Why this bridge stands out
This is not a futuristic concept sitting in a lab. Research tied to the project described it as the first full-scale highway bridge to use superelastic shape memory alloy (SMA) bars with ECC in its seismic hinge zones. WSDOT’s own design material shows why that matters.
The advanced materials were placed in the most stressed parts of the columns, near the plastic hinge regions, while conventional steel was kept elsewhere to limit cost. In practical terms, that means engineers targeted the spots where the shaking does the most damage instead of rebuilding the whole playbook.
There is also an unusual tech backstory here. NASA notes that nickel titanium memory alloys trace back to Naval Ordnance Laboratory work on materials for high-heat military applications.
Decades later, that same family of materials is being used in civilian infrastructure.
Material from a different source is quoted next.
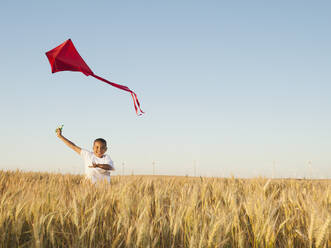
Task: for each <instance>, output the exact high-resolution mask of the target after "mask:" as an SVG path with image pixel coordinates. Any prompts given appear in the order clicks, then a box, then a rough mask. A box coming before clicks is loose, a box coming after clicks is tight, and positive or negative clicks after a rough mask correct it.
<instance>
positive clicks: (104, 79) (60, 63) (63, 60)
mask: <svg viewBox="0 0 331 248" xmlns="http://www.w3.org/2000/svg"><path fill="white" fill-rule="evenodd" d="M46 56H47V58H48V60H49V63H50V64H51V67H52V73H55V72H58V71H80V72H82V73H84V74H85V75H86V76H92V77H95V78H97V79H99V80H101V81H103V82H105V83H107V84H110V85H112V86H114V87H116V88H119V89H121V90H125V91H128V92H130V93H131V96H132V99H133V104H134V108H135V110H136V113H137V115H141V114H143V113H144V112H143V111H142V110H141V108H140V103H139V101H138V98H137V95H136V93H134V92H133V91H132V90H130V89H129V88H128V87H126V86H124V85H120V84H115V83H113V82H110V81H108V80H106V79H104V78H102V77H99V76H97V75H95V74H94V73H93V71H92V70H91V69H90V68H89V67H88V66H87V64H86V63H85V61H84V60H83V59H82V57H81V56H80V55H79V53H78V52H77V50H76V48H75V46H74V44H73V43H72V41H71V39H69V40H67V41H65V42H63V43H62V44H61V45H59V46H57V47H55V48H54V49H52V50H50V51H48V52H46ZM138 108H139V111H140V113H138Z"/></svg>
When stress is removed, the alloy can recover its shape, while the ECC around it is designed to limit the cracking and spalling that ordinary concrete can suffer in a major quake.
A defense-era material is now helping solve a public safety problem.
The business and environmental case
The obvious drawback is cost. Research summarized for the Transportation Research Board found that using SMA and ECC can raise initial bridge costs by about 5 to 10 percent. But the same analysis found that, once repair bills and closure-related user costs are counted, the overall cost can swing the other way, with savings of more than 10 percent.

That matters because after a big earthquake, the real headache is not only structural damage. It is the road closure, the detours, the lost time, and the traffic mess that follows.
There is a quieter environmental angle too. The IEA says material efficiency and longer infrastructure lifetimes are critical to reducing cement demand and lowering emissions from one of industry’s toughest sectors.
So a bridge that avoids major post-quake rebuilding could, at least to some extent, cut waste along with downtime.
And the story is still moving. WSDOT’s current research program says it is now studying copper-based and iron-based shape memory alloys to compare cost and performance, which could make this kind of self-centering bridge easier to scale.
The official research program was published on WSDOT.